Nestle uses AI social listening to monitor consumer responses to product release and adapt messaging during the campaign depending on sentiment peaks or changes in trends. When the feedback reflected flavor preferences, AI surfaces this information immediately, and the follow-up content offered targeted the audience, which increased engagement by responding to the live audience.
These 12 artificial intelligence marketing examples demonstrate that the technology has passed beyond the hype stage into becoming real revenue generators for brands. The wide range of examples, from personalized recommendations to the use of contextual billboards to viral campaigns, all share the same attribute: AI makes experiences seem intuitively personal at scale.

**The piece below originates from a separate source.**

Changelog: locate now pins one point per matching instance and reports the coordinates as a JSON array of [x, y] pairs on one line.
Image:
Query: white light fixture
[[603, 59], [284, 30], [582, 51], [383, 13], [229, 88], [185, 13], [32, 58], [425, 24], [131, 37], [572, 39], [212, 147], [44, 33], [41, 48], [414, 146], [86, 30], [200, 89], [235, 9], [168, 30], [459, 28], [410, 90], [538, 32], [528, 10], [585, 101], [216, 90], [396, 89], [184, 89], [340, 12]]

Marketers today will be the ones to benefit the most from these AI-driven examples. Select an aspect like personalization, predictive insights, or conversational flows, and experiment with it this quarter using AI marketing tools you already have in your stack.
What you need to propel your AI-driven funnels is to use Zixflow, which provides no-code automation that can be easily interconnected with other platforms to consolidate customer data and design marketing sequences.
You can start a free trial today and make these AI examples your reality in the form of revenue.
Below are some of the commonly asked questions about examples of artificial intelligence in marketing:
Personalization, predictive lead scoring, conversational chatbots, generative content creation, and social listening are some of the best AI applications in the marketing space. B2B businesses can leverage it for lead qualification and churn prediction, whereas B2C is oriented toward recommendation systems and dynamic advertising.
Begin with AI-native applications such as Zixflow for identifying correct lead scoring opportunities and running marketing campaigns from a centralized platform. You do not need extensive installation and utilities with your current CRM or behavioral information to provide the results right now.
Yes, when businesses are open about the use of data and concentrate on value-driven marketing. Examples like Sephora have been successful because they have personalization that can be used, but not imposed. Never use sensitive information without customers’ permission, and always add an option to opt out.
Lifts of reported CPA in advertisements fall between 15%-30%. Additionally, email open rate with personalization ranges between 20%-50% and the AI content-related engagement increased by 2-3 times.
Examples of generative tools are the visual generator Midjourney, the content generator Jasper, or the AI copy generator feature of Zixflow. For designing customized templates or running marketing initiatives, Zixflow is one of the best AI marketing tools as it offers you a wide range of functionalities, such as a native CDP, automation builder, and AI-driven framework to take care of redundant tasks.